Aballéa S, Boler A, Craig A, Wasan H
i3 Innovus, Uxbridge, Middlesex, United Kingdom.
Eur J Cancer. 2007 Jul;43(11):1687-93. doi: 10.1016/j.ejca.2007.05.001. Epub 2007 Jun 22.
The MOSAIC study was the first trial to show a statistically significant disease-free survival benefit for a treatment regimen for stage III colon cancer in the adjuvant setting. At 4 years, there was a 25% reduction in the risk of disease recurrence in these patients for the combination of oxaliplatin/5-FU/FA compared with 5-FU/FA alone (p=0.002). This analysis evaluates the long-term cost effectiveness of oxaliplatin given in combination with 5-FU/FA from the perspective of the NHS in the United Kingdom (UK). The cost per quality-adjusted life-year gained over a lifetime was calculated using patient level data from the MOSAIC trial. Trial data were available for a median of 4 years of follow-up, these data were then extrapolated to a lifetime horizon. The estimated incremental lifetime cost per quality-adjusted life-year of oxaliplatin/5-FU/FA compared with 5-FU/FA alone in patients with stage III postoperative colon cancer is pound 4805. This compares favourably with other accepted interventions in oncology.

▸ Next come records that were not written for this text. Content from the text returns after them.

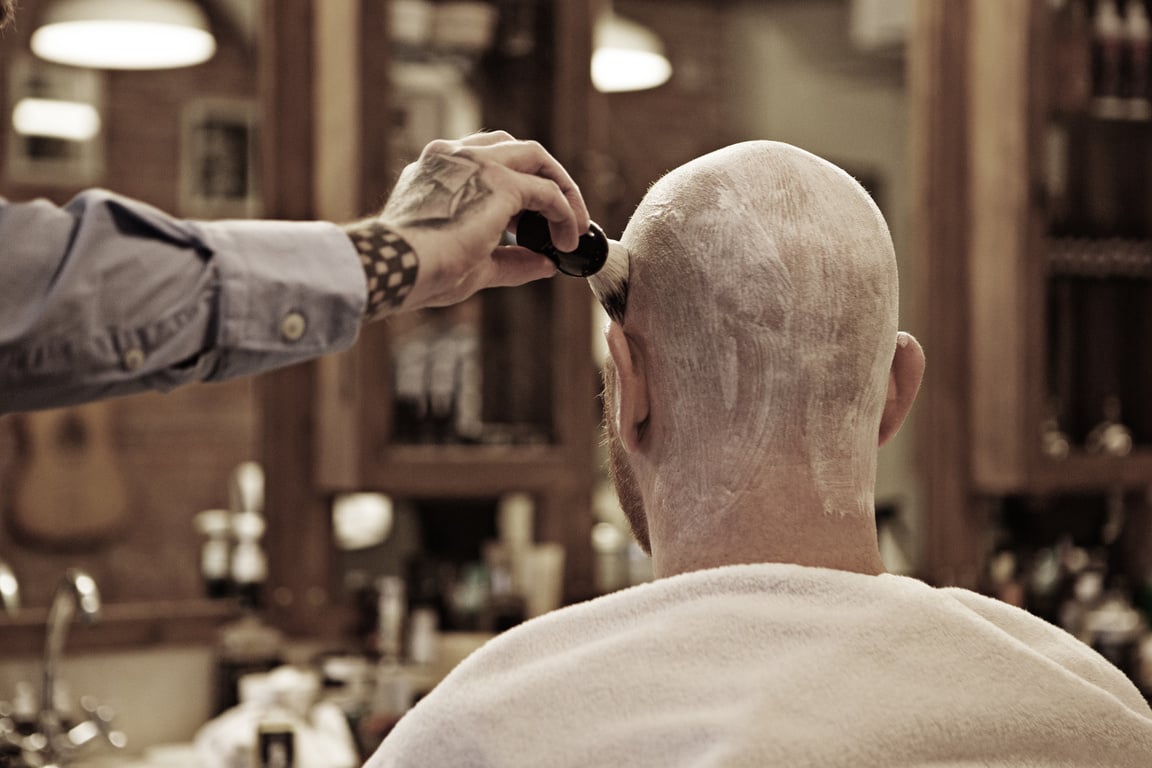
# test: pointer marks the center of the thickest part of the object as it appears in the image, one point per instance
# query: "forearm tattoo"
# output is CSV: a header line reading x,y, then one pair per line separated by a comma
x,y
442,189
389,265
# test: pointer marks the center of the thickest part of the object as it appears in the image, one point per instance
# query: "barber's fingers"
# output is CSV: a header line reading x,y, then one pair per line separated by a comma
x,y
513,265
529,192
500,150
532,159
486,138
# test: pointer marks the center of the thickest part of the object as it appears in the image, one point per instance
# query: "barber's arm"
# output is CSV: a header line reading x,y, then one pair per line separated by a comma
x,y
108,296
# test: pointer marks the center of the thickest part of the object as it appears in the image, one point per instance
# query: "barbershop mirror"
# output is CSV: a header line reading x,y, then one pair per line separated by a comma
x,y
114,487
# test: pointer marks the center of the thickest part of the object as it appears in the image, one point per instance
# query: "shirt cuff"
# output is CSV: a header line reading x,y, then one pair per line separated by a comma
x,y
292,290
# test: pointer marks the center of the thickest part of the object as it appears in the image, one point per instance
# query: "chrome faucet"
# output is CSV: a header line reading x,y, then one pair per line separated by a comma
x,y
9,590
55,739
76,592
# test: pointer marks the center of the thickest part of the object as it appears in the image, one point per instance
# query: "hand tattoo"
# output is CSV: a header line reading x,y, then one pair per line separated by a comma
x,y
389,265
444,188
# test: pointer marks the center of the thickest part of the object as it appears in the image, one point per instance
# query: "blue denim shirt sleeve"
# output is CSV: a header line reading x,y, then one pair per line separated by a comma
x,y
107,296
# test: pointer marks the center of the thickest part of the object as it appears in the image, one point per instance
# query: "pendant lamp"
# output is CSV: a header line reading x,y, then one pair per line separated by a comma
x,y
124,33
627,55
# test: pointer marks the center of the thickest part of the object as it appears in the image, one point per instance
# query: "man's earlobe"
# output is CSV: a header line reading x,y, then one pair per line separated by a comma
x,y
631,395
903,383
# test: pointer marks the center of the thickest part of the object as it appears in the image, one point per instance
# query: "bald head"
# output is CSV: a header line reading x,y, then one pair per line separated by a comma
x,y
763,298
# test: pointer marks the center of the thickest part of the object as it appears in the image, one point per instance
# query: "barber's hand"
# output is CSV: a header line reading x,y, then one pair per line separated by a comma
x,y
453,205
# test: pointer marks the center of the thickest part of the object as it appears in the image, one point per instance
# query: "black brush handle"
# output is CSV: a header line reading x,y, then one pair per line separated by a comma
x,y
589,257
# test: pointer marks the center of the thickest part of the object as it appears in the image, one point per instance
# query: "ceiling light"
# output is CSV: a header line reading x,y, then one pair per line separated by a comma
x,y
73,121
124,33
627,56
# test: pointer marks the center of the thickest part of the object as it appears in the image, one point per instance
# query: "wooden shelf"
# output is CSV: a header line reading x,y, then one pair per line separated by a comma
x,y
470,470
129,624
1113,257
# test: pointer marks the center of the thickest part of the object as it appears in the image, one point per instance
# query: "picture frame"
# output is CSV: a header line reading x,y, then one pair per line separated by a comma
x,y
219,168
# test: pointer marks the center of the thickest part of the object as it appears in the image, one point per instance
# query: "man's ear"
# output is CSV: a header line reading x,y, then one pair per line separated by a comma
x,y
631,396
903,383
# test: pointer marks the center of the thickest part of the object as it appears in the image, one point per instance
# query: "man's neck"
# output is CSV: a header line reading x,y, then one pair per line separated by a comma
x,y
764,533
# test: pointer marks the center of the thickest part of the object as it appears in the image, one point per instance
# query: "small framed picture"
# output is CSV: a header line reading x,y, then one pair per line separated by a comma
x,y
219,173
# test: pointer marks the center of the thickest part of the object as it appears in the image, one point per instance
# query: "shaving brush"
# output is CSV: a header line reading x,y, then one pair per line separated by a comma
x,y
603,261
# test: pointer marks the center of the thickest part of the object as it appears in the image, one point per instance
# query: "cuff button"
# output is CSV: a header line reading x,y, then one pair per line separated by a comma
x,y
133,358
293,326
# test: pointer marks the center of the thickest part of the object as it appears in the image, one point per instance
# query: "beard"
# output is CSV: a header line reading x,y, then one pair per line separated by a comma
x,y
620,470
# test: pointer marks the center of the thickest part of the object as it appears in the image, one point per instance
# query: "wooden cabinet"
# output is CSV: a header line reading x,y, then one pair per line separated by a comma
x,y
1060,255
1033,220
341,424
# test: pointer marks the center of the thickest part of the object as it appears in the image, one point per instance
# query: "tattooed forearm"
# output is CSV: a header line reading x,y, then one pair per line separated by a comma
x,y
389,265
441,190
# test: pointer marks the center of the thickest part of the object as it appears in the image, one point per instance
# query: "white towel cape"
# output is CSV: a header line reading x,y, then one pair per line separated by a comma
x,y
777,664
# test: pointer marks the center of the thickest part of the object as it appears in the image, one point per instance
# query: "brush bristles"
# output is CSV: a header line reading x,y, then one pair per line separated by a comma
x,y
609,284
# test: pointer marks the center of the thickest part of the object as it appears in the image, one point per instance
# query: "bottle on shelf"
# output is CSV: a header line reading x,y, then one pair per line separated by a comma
x,y
1108,56
1137,45
1071,48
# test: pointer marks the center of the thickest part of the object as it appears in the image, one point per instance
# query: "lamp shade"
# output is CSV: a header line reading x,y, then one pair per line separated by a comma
x,y
627,56
124,33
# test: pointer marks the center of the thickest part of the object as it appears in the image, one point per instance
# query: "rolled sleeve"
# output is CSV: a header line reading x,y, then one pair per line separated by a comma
x,y
108,296
282,295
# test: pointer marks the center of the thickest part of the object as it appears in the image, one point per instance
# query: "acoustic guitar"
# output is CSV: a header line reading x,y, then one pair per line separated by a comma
x,y
69,493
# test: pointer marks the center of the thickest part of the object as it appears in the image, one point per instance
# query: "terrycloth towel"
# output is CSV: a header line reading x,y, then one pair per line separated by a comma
x,y
778,664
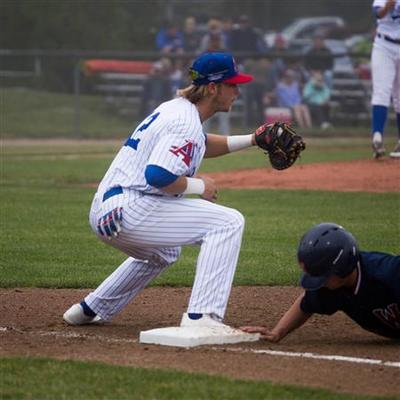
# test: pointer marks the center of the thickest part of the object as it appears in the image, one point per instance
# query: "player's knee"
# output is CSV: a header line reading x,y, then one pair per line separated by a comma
x,y
237,219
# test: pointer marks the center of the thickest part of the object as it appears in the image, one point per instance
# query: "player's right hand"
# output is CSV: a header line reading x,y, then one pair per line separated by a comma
x,y
210,191
110,224
264,332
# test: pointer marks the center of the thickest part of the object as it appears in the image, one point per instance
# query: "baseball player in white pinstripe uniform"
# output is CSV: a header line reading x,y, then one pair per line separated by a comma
x,y
385,65
140,205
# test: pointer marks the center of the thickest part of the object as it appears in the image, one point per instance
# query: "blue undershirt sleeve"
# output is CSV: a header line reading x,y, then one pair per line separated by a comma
x,y
159,177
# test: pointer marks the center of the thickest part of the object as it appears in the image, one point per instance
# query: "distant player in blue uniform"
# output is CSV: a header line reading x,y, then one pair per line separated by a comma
x,y
339,277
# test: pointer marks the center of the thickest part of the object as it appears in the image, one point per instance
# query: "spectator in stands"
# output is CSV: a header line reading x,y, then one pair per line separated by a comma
x,y
259,92
318,58
169,39
191,37
279,64
177,75
158,87
316,95
289,95
214,39
227,28
247,38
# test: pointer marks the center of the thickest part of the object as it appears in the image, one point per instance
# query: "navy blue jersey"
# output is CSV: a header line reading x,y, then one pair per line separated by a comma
x,y
374,303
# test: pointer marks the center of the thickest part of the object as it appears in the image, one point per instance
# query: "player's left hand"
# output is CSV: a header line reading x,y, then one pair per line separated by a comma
x,y
110,224
281,143
264,332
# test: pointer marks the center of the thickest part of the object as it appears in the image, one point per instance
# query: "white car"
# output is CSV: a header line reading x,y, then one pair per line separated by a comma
x,y
302,30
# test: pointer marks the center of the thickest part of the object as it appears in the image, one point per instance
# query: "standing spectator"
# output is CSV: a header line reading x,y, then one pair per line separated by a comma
x,y
316,94
385,65
258,91
191,37
169,39
214,39
157,87
246,38
318,58
288,95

MOSAIC研究是首个在辅助治疗中显示出针对III期结肠癌治疗方案具有统计学显著无病生存获益的试验。在4年时,与单独使用5-氟尿嘧啶/亚叶酸(5-FU/FA)相比,接受奥沙利铂/5-氟尿嘧啶/亚叶酸联合治疗的这些患者疾病复发风险降低了25%(p = 0.002)。本分析从英国国家医疗服务体系(NHS)的角度评估了奥沙利铂联合5-氟尿嘧啶/亚叶酸的长期成本效益。使用MOSAIC试验的患者层面数据计算了终身获得每质量调整生命年的成本。试验数据的中位随访时间为4年,然后将这些数据外推至终身范围。与单独使用5-氟尿嘧啶/亚叶酸相比,III期术后结肠癌患者使用奥沙利铂/5-氟尿嘧啶/亚叶酸估计的每质量调整生命年的增量终身成本为4805英镑。这与肿瘤学中其他公认的干预措施相比具有优势。